Susanne und ich haben am Sonntag wieder mit dem zweiten Teil unseres Tanzkurses angefangen. Wir mussten diesen ja im April mangels Teilnehmer leider unterbrechen und sind jetzt bei einem anderen Kurs zur Hälfte wieder mit eingestiegen. Es kam, wie es kommen musste. Statt Entspannung und Genuss, war mal wieder ein bisschen dicke Luft angesagt, da ich nicht so führte, wie sie es gerne hätte. Aber inzwischen sind wir Gott sei Dank so weit, das wir uns auch schnell danach wieder vertragen. Mal schauen, wie die nächsten Kurse verlaufen.

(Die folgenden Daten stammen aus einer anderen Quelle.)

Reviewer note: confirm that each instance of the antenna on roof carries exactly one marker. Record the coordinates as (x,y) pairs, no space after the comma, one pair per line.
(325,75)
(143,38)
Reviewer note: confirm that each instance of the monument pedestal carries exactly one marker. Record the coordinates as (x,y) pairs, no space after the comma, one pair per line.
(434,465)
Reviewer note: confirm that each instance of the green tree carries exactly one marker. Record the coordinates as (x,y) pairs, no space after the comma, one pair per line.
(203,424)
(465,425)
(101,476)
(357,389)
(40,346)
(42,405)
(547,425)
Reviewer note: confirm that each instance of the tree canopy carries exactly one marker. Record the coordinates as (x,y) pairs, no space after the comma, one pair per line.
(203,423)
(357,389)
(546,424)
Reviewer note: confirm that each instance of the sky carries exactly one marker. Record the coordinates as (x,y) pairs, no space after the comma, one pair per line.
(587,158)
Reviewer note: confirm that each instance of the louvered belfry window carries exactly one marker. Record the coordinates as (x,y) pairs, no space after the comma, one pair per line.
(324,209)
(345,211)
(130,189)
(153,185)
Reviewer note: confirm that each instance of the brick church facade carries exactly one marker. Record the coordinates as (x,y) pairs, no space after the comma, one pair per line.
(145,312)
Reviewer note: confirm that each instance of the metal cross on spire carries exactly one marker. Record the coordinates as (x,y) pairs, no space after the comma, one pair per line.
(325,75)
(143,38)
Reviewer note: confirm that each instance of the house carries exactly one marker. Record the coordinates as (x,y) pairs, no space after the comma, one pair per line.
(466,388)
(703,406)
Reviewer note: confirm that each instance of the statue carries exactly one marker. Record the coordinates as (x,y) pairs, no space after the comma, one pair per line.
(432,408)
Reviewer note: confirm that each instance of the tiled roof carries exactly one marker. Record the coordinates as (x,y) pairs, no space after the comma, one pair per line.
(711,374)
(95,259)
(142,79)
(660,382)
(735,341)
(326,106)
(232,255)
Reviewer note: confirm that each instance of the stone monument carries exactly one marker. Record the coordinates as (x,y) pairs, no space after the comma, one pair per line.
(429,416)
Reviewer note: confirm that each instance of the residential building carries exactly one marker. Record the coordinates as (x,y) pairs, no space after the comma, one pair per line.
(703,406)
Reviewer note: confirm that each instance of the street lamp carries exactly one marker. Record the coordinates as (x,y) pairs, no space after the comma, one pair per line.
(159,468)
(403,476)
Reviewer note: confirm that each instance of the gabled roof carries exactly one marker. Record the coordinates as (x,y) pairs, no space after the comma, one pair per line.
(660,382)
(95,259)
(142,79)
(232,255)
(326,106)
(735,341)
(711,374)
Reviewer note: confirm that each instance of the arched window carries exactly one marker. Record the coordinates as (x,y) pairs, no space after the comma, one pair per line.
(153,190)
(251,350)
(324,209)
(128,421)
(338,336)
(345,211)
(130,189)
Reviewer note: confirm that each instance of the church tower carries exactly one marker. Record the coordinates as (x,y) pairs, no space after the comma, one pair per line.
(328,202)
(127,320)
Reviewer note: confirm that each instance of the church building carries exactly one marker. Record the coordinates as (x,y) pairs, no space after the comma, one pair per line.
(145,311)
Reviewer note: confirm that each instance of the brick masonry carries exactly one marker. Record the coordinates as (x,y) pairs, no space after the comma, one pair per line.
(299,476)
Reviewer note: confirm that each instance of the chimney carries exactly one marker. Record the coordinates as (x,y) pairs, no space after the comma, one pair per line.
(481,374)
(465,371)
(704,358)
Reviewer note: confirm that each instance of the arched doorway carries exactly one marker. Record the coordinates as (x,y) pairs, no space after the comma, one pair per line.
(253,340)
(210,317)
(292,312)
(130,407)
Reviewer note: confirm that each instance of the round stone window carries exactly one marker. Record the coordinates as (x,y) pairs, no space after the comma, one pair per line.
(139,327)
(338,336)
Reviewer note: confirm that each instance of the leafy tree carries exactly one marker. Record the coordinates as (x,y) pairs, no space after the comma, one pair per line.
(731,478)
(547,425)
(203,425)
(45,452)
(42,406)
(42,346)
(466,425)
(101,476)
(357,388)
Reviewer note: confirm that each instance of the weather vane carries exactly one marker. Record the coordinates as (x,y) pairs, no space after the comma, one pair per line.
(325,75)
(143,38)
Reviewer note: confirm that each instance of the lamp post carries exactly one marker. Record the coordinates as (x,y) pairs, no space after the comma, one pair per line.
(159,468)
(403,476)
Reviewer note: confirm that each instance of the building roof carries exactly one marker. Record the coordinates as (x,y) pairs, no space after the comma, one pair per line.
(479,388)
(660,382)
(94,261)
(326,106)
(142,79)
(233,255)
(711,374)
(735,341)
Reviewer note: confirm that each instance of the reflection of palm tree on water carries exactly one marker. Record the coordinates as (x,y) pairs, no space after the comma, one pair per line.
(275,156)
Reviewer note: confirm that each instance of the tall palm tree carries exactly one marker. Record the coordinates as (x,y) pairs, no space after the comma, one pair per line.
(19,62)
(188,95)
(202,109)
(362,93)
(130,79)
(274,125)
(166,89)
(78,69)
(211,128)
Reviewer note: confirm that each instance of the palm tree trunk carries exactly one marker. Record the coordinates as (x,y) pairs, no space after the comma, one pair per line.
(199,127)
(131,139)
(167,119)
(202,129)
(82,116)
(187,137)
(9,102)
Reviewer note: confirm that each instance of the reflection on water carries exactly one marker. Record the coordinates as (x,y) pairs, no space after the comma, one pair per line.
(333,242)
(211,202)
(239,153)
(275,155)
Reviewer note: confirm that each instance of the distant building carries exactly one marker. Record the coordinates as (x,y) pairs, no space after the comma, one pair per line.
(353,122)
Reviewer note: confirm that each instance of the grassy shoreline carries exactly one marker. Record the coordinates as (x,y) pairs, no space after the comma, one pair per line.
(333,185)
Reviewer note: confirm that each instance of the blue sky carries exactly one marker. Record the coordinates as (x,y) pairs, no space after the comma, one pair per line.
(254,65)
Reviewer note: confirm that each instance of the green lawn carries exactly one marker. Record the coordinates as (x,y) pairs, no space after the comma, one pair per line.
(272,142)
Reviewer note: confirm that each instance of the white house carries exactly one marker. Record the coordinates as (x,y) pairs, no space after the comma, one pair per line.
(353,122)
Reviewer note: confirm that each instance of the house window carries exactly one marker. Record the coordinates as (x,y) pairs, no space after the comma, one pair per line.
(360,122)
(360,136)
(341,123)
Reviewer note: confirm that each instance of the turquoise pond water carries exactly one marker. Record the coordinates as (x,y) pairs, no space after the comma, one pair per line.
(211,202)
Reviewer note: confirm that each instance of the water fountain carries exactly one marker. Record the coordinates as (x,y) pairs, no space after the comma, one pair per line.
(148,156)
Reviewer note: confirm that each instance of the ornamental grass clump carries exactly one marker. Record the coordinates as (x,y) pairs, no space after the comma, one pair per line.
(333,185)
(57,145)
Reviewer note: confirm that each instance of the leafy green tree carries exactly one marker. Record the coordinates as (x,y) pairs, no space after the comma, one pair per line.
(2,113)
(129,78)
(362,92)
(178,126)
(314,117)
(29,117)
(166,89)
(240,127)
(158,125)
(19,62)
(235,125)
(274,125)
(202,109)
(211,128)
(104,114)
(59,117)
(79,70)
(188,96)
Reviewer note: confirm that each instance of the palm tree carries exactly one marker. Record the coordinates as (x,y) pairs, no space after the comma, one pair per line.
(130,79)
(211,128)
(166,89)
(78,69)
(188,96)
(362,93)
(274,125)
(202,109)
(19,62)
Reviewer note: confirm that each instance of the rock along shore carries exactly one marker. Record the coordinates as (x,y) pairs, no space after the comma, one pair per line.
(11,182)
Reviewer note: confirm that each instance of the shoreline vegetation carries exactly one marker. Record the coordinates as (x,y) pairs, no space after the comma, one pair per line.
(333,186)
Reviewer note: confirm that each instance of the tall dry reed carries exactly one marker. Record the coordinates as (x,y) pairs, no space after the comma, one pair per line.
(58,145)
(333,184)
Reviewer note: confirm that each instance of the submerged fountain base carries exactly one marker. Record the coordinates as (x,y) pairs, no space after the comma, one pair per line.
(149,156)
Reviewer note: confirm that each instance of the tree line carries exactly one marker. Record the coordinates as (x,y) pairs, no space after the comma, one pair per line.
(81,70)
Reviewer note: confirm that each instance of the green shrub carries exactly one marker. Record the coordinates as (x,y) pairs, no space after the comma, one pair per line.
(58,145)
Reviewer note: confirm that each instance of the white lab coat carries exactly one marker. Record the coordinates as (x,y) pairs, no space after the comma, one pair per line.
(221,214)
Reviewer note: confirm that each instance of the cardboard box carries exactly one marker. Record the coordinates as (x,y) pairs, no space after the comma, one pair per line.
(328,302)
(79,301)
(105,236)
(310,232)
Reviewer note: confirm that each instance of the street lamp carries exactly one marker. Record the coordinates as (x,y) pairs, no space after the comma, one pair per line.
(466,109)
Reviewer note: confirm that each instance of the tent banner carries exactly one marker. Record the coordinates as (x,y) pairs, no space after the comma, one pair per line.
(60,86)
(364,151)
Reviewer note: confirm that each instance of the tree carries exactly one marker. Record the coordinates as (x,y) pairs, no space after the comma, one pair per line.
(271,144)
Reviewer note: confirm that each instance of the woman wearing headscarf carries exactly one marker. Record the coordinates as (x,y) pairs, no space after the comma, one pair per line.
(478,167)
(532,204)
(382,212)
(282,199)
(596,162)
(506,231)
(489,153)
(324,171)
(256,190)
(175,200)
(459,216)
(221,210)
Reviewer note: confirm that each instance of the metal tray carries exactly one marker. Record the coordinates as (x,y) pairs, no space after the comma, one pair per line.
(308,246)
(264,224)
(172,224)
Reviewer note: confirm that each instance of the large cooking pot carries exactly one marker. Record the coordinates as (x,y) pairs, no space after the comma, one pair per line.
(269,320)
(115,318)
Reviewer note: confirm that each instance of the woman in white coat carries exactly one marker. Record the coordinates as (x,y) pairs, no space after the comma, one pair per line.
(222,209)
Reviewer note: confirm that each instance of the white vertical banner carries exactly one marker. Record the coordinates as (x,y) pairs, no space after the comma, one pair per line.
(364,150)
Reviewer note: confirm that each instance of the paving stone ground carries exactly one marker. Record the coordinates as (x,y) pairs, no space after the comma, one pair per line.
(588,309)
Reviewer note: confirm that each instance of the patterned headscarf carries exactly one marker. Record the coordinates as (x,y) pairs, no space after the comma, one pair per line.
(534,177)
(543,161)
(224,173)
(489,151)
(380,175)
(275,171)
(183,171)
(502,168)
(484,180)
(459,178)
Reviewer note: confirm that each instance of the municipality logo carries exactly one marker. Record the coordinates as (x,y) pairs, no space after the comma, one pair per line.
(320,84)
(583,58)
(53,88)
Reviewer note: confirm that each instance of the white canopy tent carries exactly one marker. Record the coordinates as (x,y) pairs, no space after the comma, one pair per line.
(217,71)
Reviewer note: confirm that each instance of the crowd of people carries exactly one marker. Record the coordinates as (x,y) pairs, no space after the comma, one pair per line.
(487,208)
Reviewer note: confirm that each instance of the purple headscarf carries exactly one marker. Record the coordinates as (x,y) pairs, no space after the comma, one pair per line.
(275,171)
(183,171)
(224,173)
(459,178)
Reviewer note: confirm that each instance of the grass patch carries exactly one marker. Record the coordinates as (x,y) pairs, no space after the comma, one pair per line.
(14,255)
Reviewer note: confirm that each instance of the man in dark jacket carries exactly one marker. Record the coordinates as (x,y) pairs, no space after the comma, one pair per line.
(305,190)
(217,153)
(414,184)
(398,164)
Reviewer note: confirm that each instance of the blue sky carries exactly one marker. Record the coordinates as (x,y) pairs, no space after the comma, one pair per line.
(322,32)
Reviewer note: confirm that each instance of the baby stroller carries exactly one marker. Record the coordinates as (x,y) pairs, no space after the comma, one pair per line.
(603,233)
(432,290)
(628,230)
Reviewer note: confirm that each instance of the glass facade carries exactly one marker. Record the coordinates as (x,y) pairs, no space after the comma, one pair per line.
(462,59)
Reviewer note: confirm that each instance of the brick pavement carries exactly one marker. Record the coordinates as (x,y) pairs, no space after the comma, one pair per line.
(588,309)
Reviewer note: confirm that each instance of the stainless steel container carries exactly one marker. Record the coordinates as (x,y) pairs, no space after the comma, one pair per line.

So, das war es mal wieder für diese Woche. Nun zum vorletzten Mal. Werde bei meinem nächsten und letzten Eintrag mal versuchen, so das ganze letzte Jahr Revue passieren zu lassen.
Ich sage wieder Dankeschön für Euer Interesse und grüße Euch ganz herzlich
Euer
Wieland
Gerd, Norddeutschland:
31.08.2010 13:00
Hallo Wieland,
auch ich werde natürlich Dein Tagebuch vermissen.
Das mit dem mehrfachen nächtlichen Umziehen scheint mir übrigens ein typisches Beispiel von Trotzphase zu sein. Sobald eine Forderung erfüllt wird, ist nicht etwa Ruhe, sondern es wird sofort die nächste gestellt. Hier hilft leider nur Konsequenz, auch wenn sich die Kleinen am Boden wälzen (musste ich auch erst auf die harte Tour lernen)
.
Der harschen Ton aus dem Kindergarten kenne ich nun auch schon zur Genüge. Und dass man diesen Ton auch besonders gern zu Hause anwendet – im Kindergarten traut man sich ja nicht – und dass Kinder im Kindergarten ganz lieb sind und zuhause durchdrehen – auch das kenne ich. Ich glaube, das geht gerade bei Mädchen so.
Wird es mit zwei Kindern anstrengender? Ich finde schon. Die schönen Momente sind vielleicht noch schöner, aber bei den unschönen potenzieren sich die Probleme. Eifersuchtsszenen zwischen den beiden, Prügeleien ums Spielzeug etc. etc. - ich würde es mir heute 3 mal überlegen, ob ich noch ein zweites Kind will.